As a pioneer in computational linguistics, working in the earliest days of language processing by computer, Margaret Masterman believed that meaning, not grammar, was the key to understanding languages, and that machines could determine the meaning of sentences. This volume brings together Masterman's groundbreaking papers for the first time, demonstrating the importance of her work in the philosophy of science and the nature of iconic languages. This book will be of key interest to students of computational linguistics and artificial intelligence.
Born in London in 1910, British linguist and philosopher Margaret Mary Masterman was the daughter of Liberal politician and author Charles F.G. Masterman, and poet Lucy Blanche Lyttelton. She was educated at Hamilton House, Tunbridge Wells, at the Institut Britannique in Paris, and at Newnham College, Cambridge, where she studied from 1929-32. She married philosopher Richard Bevan Braithwaite in 1932, and had one son and one daughter.

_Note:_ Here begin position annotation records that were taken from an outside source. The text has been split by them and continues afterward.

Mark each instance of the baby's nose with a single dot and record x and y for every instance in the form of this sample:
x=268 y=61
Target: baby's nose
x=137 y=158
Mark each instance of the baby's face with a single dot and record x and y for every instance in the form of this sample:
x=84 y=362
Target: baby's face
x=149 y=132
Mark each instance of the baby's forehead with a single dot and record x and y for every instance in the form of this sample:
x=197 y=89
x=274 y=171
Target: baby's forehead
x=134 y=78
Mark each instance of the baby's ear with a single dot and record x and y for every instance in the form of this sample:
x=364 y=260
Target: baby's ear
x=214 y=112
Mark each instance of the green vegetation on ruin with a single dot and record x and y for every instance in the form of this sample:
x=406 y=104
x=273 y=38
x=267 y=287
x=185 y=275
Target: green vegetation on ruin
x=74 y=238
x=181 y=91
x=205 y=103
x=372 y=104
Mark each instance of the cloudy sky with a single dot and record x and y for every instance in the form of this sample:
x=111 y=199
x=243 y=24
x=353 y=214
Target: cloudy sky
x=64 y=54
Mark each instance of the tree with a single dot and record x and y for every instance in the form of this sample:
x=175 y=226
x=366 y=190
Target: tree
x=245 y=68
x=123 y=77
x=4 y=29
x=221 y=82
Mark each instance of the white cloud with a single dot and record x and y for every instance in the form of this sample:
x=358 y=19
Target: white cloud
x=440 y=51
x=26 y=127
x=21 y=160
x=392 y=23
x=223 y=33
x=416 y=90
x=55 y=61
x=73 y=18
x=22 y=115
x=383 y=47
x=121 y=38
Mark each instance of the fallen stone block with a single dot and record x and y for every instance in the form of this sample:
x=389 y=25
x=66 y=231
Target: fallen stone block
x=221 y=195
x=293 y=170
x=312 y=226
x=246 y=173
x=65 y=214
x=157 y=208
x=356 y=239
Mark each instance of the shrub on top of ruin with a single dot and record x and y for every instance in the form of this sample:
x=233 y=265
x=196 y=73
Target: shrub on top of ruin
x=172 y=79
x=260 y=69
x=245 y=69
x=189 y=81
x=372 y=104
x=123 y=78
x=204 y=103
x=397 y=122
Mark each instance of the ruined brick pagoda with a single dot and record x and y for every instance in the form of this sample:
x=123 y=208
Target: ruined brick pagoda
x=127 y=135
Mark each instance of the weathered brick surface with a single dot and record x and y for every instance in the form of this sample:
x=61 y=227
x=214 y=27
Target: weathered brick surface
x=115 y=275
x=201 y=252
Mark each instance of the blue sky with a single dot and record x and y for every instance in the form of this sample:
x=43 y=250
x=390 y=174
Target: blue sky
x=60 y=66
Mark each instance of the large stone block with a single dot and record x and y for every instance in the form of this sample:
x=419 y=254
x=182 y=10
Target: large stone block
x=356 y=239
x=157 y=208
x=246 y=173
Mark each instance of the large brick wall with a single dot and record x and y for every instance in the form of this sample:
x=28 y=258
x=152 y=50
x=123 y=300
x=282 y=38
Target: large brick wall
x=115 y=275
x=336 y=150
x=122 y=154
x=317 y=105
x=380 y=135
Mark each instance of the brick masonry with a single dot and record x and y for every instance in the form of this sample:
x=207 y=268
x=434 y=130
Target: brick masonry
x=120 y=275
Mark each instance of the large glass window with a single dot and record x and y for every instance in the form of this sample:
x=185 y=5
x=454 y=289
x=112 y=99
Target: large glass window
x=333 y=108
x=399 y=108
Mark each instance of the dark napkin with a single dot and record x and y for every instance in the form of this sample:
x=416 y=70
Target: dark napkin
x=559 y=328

The author of three novels - one, Gentlemen's Daughters, written while she was a student at Cambridge - Masterman had a varied career, involved in everything from theater and film production, to the creation of philosophical circles ('Epiphany Philosophers') and publications (the journal Theoria to Theory). She lectured for the Moral Sciences Faculty at Cambridge, founded and directed the Cambridge Language Research Unit (CLRU), which would become a major research center in the field computational linguistics, and was a founding Fellow and Vice President of the Lucy Cavendish College, Cambridge, named after a maternal aunt. Masterman died in 1986.